The following editorial originally appeared in the St. Louis Post-Dispatch:
One of the many lessons America should have learned from the catastrophic presidency of Donald Trump is that the nation’s political norms are no longer sufficient to ensure a baseline of ethical behavior in Washington. Time and again, Trump trampled those norms, shamelessly using his office to enrich his businesses, coddle his friends and punish his foes.
President Joe Biden has restored respect for those norms with the mere act of behaving like a normal president. And he has used executive orders to shore up ethical standards throughout his administration. The fact that Biden’s critics are grasping at a silly nonscandal over his son Hunter Biden’s art sales dramatizes how much better the ethics situation has gotten.
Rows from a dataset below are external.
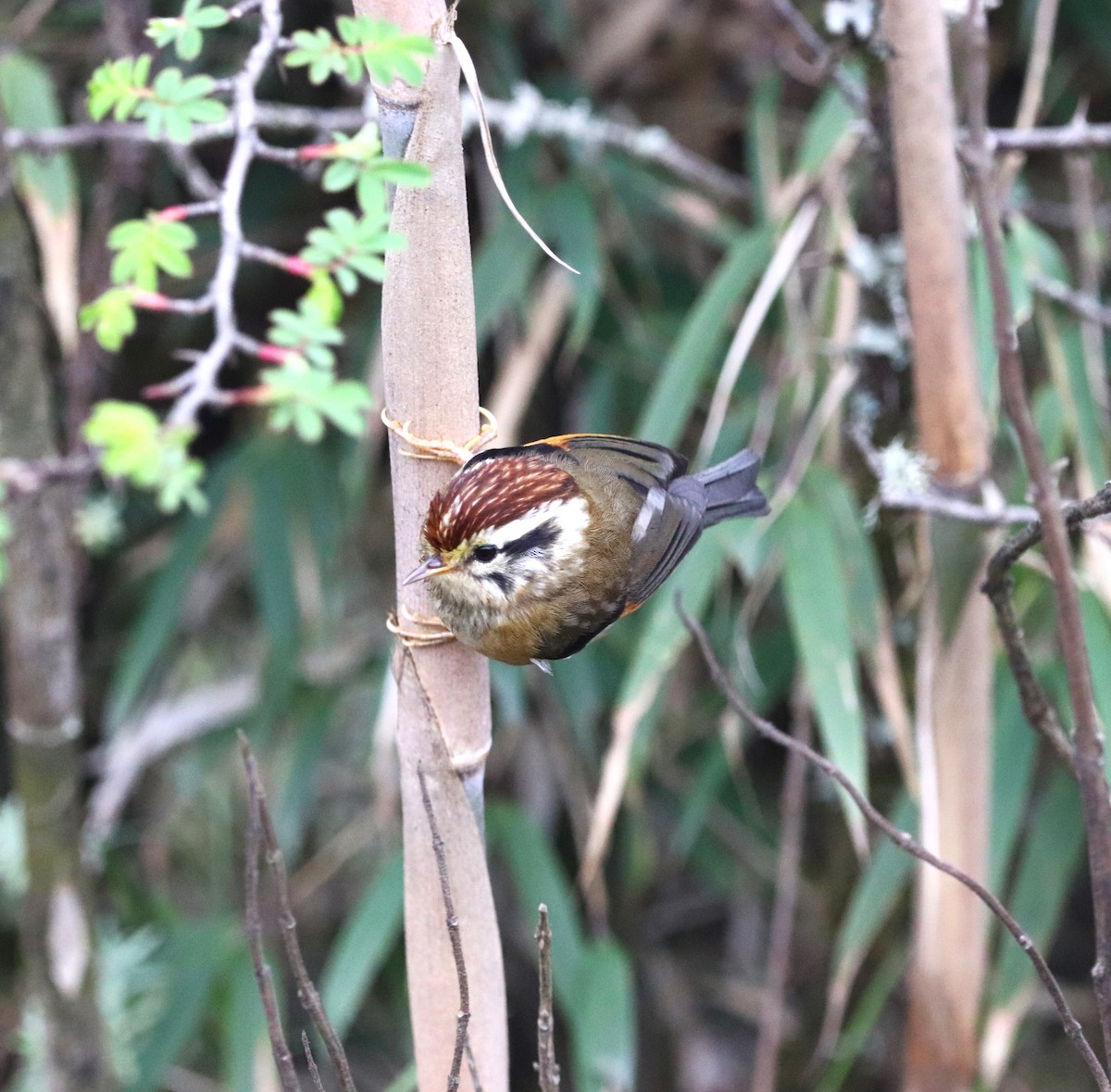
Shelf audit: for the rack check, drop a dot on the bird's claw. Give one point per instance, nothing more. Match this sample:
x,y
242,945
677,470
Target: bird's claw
x,y
416,631
444,450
But all that will last only as long as this presidency does. Biden promised during the campaign to push a sweeping ethics package through Congress. Six months in, he still hasn’t pursued it. He should, while the urgency of the topic is still fresh.
Trump ran his administration the way he ran his businesses — looking for any angle to benefit himself or his friends, without regard for the ethics of it. He refused to meaningfully separate himself from his businesses, ensuring that lobbyists, foreign governments and others would spend their travel budgets at his hotels and resorts to get in good with the leader of the free world. The military suddenly decided that putting up personnel at Trump properties overseas made sense, even when it didn’t make sense logistically or financially. He stacked his administration with industry shills who, predictably, hollowed out environmental and energy standards. He used his Justice Department like a personal law firm, protecting his cronies and harassing his enemies.